Similar to Google's announcement Friday that it would downgrade sites with a high number of copyright takedown notices, the engine continues to focus more on what people share, copy and download.
Online search agencies and their clients may notice the impact that recommendations contribute to paid and organic search results. A couple of years ago Google began incorporating social signals into listings on organic search query result pages. Facebook likes, Twitter tweets and the overall act of sharing content became a small part of the ranking algorithm. While likes and tweets have waned in importance, during the past several months sharing a conversation or a piece of content continues to grow.
Look closer at how Google pushes social into sitelinks. Businesses with Google+ pages can link directly from the search engine results page the number of followers and viewers who have +1'd the page. For example, when searching for an online business degree, the sitelinks under the business name in the query results note that 179 people +1'd the page or follow Walden University on Google+.
In a recent post I explain how pushing rather than pulling of information by people searching for information will make recommendations more important. MediaWhiz SVP of Digital Strategy Adam Riff said agencies who can gain a "recommendation" line on paid-search ads can increase click-through rates. It's not just extra copy, he said, but rather verification that others saw and like the page or ideas that represent the company's content.

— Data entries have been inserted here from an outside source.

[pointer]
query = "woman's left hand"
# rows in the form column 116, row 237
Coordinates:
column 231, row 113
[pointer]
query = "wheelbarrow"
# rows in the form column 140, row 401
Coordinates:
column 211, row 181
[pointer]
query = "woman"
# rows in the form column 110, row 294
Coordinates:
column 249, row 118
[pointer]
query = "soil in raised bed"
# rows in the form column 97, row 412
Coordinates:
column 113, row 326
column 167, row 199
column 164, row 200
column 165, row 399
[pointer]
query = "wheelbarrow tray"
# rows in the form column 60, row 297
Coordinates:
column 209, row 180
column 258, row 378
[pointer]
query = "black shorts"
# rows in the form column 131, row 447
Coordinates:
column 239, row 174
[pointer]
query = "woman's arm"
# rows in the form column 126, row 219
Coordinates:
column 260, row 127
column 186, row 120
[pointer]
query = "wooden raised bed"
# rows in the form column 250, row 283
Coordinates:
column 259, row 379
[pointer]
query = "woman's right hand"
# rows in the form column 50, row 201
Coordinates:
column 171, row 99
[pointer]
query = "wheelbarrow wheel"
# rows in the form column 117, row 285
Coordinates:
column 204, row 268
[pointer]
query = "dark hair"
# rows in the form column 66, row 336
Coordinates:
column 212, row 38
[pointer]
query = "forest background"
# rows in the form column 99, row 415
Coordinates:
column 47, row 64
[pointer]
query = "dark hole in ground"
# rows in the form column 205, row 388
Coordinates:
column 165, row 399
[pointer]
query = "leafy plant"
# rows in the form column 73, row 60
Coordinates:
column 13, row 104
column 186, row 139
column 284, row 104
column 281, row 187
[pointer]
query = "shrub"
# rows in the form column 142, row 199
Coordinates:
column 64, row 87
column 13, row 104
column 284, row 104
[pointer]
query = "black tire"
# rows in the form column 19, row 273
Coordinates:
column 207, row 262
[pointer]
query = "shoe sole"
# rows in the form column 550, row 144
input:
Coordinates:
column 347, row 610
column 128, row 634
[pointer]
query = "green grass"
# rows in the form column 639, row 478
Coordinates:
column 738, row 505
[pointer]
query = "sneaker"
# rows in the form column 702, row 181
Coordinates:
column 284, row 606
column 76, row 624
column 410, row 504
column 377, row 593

For search engine optimization, since Google's algorithms track sharing activity, the brands can gain negative or positive results in rankings based on recommendations. Riff agrees that it makes sense to run an integrated media campaign around a product launch or announcement in advance of the introduction to gain social recommendations based on specific keywords.
"If you can get enough people sharing the content relevant to the keywords 'digital camera,' the client's brand can start ranking higher for those words," Riff said.